Urgently recalled to the old continent, Boivin transited through Montreal before landing in Denmark on Wednesday. Exactly where his gear is is hard to say.

new clothing

A PR officer for the team, Phoebe Haymes, eventually bought her some clothes to continue the adventure.

Outside of the race, the riders are dressed head-to-toe in sporty tracksuits, but there are certainly a few less noticeable pieces missing.

“We are used to Air Canada. That’s twice a week without a suitcase. Flights were delayed in Edmonton and I arrived at night without a suitcase. It’s not ideal. I’m lucky here, I have other bikes,” added the 33-year-old.

Of course, mechanics have the sizing and specific settings for each member of the formation, but cyclists like to have peace of mind at the world’s greatest race.

Canceled flights

The country’s largest airline announced on Wednesday night that it will cancel more than 15% of its flights in July and August as the country’s air network is swamped amid the overwhelming surge in travel.

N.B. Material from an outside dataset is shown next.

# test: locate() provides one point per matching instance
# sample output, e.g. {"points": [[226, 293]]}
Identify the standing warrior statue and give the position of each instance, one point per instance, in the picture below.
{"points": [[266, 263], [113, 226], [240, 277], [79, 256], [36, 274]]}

Consumer advocates are asking Air Canada to compensate hundreds of thousands of passengers, but the airline’s intentions on the matter remain unclear.

Air Canada CEO Michael Rousseau has apologized for flight and customer service cancellations. In an email to travelers, he also said the reduced flight schedules were due to tensions in the global aviation system – which may be beyond Air Canada’s control – calling them unprecedented and unforeseen.

Not easy at Montreal-Trudeau

At Montréal-Trudeau Airport, travelers are not yet at the end of their worries. Monster traffic, queues, lost luggage and canceled flights could continue into August, according to CEO Philippe Rainville.

Several discouraged passengers notably shared photos of the luggage chaos at Montreal airport.